People think lesser celandine is pretty, transplant it to their gardens, then begin having regrets as it spreads uncontrollably to dominate their gardens and yards. If you are one of the distraught gardeners wishing you didn't have this flower, and not wanting to impose its spread on the rest of the neighborhood, late winter is the time to deal with it. 

Other posts on this subject can be found on this website by typing "celandine" into the search box. A post called "Will the real lesser celandine please stand up--a confusion of yellows" helps with identification.

Though I'm no fan of herbicide, that tends to be the only workable option in the majority of cases. I'm no expert on herbicides, but have been told that for lawns, a broadleaf herbicide like Weed Be Gone is effective. For flower beds, a 2% formulation of glyphosate (Roundup or equivalent) works well. Monsanto doesn't hold the patent any longer on glyphosate, so it's possible to buy if from other companies on the internet. I use a wetland-safe formulation, but for most yards, away from wetlands, some spot spraying with Roundup or equivalent should be okay. The plant itself is poisonous to wildlife. 

There have been other proposed means of killing the plant: 
Mulch
If you blanket the whole infestation thoroughly with mulch, e.g. a layer of cardboard covered leaves or hay or woodchips, it might kill the lesser celandine if you mulch as soon as the plants leaf out in late winter. Chances are, you won't cover it soon enough, or you'll miss some spots, and the lesser celandine will benefit next year from the fertilizer in the mulch. 

Vinegar/salts/detergent
This concoction has shown up on the internet: 1 gal white vinegar, 2 cups Epsom salts, 1/4 cup Dawn dishwashing detergent in a hand held 2 gal pump sprayer. Spray in bright sun on a windless day.
But I couldn't find evidence that it has been carefully tested, nor that it would kill the roots. If the roots survive, the plant will be back next year. The concoction contains an acid, and the salts are made of magnesium and sulphates. These may or may not be harmful to the soil if used to excess. 

Monday, April 22, 2013

Will the Real Marsh Marigold Please Stand Up--a Confusion of Yellows


A lot of people call this flower "marsh marigold". It's not. Notice the leaves stay close to the ground, and the small flowers have many petals. This plant is actually Lesser Celandine, a pretty but highly invasive exotic plant that will spread across lawns and coat floodplains in what looks like green pavement. I found this one specimen in my yard, and because there was only one, I was able to dig it up, hopefully before any seeds were produced, put it in a plastic bag, and threw it in the trash, not the compost.

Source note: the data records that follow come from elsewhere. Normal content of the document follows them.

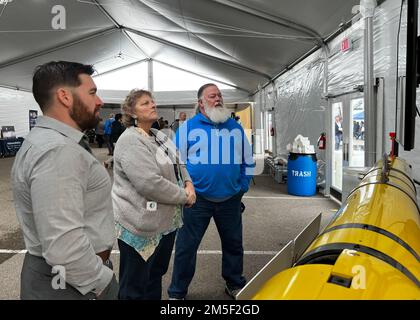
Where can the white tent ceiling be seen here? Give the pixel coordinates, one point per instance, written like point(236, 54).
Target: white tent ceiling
point(242, 43)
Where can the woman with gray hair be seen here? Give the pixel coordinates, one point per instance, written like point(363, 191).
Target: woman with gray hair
point(150, 187)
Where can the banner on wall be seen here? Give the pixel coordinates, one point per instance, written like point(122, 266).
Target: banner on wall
point(33, 115)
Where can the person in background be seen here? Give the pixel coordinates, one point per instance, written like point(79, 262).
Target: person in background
point(178, 122)
point(117, 128)
point(158, 124)
point(107, 134)
point(150, 187)
point(219, 185)
point(62, 193)
point(99, 130)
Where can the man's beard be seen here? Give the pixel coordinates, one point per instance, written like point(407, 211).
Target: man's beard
point(217, 114)
point(80, 114)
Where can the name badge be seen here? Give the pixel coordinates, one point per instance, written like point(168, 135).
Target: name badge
point(151, 205)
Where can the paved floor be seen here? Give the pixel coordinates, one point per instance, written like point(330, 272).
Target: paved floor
point(271, 219)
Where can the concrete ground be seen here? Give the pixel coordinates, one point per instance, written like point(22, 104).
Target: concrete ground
point(271, 219)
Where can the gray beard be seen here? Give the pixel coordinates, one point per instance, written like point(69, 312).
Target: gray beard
point(217, 114)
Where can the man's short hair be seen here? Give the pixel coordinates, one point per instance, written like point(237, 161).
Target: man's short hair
point(204, 87)
point(53, 74)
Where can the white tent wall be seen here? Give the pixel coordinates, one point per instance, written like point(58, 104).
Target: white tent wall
point(14, 110)
point(300, 106)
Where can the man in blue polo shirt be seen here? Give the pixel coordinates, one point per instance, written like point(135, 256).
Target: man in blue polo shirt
point(219, 160)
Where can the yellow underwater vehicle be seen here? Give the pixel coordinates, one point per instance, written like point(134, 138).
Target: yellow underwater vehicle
point(370, 249)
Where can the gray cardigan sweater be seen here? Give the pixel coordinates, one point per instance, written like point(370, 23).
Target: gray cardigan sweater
point(144, 173)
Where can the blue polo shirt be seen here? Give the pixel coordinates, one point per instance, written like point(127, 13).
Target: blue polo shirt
point(218, 157)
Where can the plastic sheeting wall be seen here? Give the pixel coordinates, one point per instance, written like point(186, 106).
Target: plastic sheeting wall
point(14, 110)
point(300, 106)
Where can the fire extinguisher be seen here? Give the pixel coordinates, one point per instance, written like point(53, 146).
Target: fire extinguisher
point(322, 141)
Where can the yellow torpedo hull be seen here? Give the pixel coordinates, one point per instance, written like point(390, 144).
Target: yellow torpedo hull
point(370, 250)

(Update: Most homeowners don't notice lesser celandine, also called fig buttercup or Ficaria verna, until there are too many to dig. Digging also requires getting every last tuber in the roots. Oftentimes, the only practical option is to use a targeted dose of herbicide. Though herbicides are demonized due to their overuse in agriculture, the selective use of low-toxicity herbicides is an important part of invasive species control, just as low-toxicity medicines are selectively used in medicine. I use a 2% wetland-safe version of glyphosate, which can be bought from companies other than Monsanto.)


The real marsh marigold, shown here, is a native with five-petaled flowers, stands more upright, and is so rare that I've only seen it growing wild once in my life. These particular plants are in my backyard, purchased from Pinelands Nursery in Columbus, NJ. I also planted some at the Princeton High School Ecolab Wetland that are in full bloom right now.

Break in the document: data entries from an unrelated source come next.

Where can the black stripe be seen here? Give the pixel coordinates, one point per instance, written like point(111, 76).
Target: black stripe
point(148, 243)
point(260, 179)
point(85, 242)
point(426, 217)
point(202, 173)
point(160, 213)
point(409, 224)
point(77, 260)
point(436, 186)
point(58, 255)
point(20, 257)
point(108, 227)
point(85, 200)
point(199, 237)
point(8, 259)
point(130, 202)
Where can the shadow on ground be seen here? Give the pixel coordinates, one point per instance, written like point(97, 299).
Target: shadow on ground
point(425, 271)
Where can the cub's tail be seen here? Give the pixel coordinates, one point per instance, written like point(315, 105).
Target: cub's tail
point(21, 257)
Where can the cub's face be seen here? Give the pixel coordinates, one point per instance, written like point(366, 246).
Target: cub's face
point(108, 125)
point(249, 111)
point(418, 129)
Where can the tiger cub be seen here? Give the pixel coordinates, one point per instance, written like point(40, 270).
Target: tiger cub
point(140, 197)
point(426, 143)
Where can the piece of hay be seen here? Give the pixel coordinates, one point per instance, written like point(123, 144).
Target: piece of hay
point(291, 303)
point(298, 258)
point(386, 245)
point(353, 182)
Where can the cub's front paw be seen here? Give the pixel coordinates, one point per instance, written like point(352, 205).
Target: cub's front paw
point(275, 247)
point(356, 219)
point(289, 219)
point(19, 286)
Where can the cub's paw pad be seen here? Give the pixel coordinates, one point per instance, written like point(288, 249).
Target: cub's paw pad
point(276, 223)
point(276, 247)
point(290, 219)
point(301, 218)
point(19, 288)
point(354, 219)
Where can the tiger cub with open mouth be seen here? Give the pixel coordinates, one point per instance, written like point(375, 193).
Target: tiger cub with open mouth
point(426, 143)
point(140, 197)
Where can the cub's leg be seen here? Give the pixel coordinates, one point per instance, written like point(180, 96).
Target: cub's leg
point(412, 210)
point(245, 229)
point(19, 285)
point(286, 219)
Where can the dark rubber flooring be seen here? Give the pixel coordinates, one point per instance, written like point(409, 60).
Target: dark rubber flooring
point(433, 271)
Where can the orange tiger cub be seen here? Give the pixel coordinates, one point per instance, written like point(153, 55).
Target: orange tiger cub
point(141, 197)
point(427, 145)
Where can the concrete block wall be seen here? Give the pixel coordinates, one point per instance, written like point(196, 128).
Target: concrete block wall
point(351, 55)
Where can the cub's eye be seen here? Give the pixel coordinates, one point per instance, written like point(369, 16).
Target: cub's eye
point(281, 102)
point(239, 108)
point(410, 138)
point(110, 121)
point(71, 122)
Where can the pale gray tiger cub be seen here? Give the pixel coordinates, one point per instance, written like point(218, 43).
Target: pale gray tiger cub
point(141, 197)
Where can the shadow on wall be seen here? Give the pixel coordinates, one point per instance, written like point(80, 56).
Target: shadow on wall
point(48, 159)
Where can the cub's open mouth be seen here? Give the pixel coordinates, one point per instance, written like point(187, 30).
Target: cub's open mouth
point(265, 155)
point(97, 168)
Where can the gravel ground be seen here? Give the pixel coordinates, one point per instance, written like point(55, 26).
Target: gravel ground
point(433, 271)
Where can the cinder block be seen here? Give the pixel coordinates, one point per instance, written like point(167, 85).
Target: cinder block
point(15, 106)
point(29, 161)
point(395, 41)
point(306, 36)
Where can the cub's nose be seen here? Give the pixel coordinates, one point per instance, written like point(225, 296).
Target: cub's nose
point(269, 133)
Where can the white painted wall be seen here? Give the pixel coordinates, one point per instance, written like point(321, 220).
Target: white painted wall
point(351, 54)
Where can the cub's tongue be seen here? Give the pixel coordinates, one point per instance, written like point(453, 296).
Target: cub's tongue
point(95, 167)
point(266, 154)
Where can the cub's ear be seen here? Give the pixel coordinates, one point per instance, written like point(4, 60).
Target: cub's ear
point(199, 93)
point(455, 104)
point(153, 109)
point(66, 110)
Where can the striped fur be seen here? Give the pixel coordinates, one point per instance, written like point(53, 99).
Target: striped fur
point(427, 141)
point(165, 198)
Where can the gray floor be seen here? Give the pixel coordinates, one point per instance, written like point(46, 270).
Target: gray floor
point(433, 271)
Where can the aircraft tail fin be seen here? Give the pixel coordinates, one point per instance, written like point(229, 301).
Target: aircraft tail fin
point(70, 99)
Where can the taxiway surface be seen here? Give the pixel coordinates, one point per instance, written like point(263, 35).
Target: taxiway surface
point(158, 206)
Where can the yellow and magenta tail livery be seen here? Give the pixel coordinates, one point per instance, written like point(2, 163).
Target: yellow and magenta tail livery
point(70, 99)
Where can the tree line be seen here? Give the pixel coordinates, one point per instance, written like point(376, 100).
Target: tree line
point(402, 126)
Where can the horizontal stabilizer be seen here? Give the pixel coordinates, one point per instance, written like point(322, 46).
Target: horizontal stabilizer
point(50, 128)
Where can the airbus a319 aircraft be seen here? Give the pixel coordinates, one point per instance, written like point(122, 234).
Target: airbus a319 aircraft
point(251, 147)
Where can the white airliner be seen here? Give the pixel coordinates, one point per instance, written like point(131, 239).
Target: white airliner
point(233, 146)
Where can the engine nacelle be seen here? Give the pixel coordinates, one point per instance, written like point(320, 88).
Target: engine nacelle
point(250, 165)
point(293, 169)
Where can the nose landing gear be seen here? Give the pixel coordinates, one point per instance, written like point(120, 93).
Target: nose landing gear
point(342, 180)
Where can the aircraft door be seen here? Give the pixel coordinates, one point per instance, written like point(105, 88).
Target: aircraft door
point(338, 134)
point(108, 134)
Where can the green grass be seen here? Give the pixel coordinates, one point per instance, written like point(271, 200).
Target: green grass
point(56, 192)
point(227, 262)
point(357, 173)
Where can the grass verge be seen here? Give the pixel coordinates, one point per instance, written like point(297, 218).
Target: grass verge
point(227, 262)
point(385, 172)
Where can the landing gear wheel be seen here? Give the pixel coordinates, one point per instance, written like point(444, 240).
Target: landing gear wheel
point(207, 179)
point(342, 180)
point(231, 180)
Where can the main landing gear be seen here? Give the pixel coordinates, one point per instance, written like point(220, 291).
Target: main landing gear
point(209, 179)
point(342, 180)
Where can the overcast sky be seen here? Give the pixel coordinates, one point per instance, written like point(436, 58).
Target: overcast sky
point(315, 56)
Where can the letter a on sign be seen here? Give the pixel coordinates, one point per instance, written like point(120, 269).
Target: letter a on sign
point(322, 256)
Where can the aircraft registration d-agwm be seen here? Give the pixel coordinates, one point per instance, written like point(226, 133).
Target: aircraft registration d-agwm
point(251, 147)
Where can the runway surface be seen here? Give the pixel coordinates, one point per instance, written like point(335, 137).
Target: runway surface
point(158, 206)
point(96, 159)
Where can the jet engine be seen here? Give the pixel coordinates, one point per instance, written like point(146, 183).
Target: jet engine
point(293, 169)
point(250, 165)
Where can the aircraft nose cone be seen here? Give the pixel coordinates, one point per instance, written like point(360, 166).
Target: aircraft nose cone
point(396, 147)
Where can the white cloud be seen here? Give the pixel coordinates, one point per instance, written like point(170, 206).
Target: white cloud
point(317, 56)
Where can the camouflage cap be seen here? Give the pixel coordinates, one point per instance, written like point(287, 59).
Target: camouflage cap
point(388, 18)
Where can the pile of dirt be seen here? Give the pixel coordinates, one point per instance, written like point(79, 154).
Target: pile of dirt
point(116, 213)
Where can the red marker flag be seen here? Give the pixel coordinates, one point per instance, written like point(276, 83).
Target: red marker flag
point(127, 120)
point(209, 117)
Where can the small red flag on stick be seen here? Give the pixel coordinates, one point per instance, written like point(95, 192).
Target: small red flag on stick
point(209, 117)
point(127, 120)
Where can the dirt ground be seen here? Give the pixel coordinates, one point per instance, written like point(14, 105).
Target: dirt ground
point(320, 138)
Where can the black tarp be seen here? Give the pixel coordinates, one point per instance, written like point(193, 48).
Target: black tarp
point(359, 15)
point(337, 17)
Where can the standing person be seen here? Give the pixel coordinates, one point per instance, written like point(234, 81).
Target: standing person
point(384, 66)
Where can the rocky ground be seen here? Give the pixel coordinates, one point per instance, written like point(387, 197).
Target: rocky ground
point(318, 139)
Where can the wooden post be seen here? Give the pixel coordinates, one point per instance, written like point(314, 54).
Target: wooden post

The flower and leaf of marsh marigold (Caltha palustris) are on the left, with lesser celandaine (Ranunculus ficaria) on the right.


Dandelions blooming now can make it harder to tell if you have lesser celandine in your yard.

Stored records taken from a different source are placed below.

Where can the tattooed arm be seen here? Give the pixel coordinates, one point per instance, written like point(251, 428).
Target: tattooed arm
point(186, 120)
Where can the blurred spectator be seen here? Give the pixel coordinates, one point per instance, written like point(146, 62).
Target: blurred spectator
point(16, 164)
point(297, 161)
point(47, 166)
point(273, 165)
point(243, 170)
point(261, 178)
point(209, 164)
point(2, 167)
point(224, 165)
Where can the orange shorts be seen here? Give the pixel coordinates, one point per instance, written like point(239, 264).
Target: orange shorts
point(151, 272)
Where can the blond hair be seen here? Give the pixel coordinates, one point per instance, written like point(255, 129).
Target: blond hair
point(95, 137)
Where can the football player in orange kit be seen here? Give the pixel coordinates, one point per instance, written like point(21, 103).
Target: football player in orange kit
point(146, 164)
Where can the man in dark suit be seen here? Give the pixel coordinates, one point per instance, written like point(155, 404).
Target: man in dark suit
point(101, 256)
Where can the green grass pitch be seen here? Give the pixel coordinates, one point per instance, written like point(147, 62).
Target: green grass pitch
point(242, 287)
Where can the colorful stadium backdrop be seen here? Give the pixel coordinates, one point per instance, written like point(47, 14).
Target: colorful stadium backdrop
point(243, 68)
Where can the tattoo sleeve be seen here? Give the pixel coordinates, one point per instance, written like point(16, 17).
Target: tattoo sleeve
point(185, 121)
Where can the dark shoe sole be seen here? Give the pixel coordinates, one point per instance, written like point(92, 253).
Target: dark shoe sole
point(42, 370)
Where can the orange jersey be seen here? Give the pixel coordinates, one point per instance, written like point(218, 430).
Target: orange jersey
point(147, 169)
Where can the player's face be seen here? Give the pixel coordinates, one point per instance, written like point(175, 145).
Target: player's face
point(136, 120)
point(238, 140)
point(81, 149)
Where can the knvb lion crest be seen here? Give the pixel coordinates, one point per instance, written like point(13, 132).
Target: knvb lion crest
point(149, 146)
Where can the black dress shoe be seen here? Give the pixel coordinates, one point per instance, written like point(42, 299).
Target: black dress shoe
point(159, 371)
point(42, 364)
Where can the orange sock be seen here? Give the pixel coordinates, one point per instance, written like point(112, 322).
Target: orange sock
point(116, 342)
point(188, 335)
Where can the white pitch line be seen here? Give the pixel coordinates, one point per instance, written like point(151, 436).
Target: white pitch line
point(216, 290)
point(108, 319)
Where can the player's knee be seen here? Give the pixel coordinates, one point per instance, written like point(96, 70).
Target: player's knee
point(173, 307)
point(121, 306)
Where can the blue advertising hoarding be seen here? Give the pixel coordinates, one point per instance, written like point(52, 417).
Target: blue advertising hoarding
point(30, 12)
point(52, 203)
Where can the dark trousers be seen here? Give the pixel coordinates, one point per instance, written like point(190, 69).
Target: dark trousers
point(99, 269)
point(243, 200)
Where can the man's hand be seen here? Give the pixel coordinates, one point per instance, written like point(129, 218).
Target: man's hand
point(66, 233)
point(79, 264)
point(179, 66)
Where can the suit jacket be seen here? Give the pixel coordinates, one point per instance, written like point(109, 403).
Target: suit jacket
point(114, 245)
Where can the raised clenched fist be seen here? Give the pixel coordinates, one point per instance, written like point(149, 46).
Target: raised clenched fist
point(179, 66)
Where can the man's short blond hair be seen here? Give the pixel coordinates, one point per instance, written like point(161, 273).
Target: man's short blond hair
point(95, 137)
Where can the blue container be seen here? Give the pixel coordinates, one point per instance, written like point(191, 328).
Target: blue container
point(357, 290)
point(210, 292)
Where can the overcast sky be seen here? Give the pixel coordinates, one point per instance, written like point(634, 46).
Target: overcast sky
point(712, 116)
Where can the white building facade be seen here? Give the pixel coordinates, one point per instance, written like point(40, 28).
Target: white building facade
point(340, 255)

Adding to the confusion of yellow this time of year is the Celandine Poppy (Stylophorum diphyllum), a native in the poppy family that was common in the University of Michigan arboretum, but seldom seen elsewhere. A friend in Princeton gave me some, and it has seeded into the flower bed of my backyard. Like the marsh marigold, its rareness in the field bears no relation to its willingness to grow when planted in the backyard.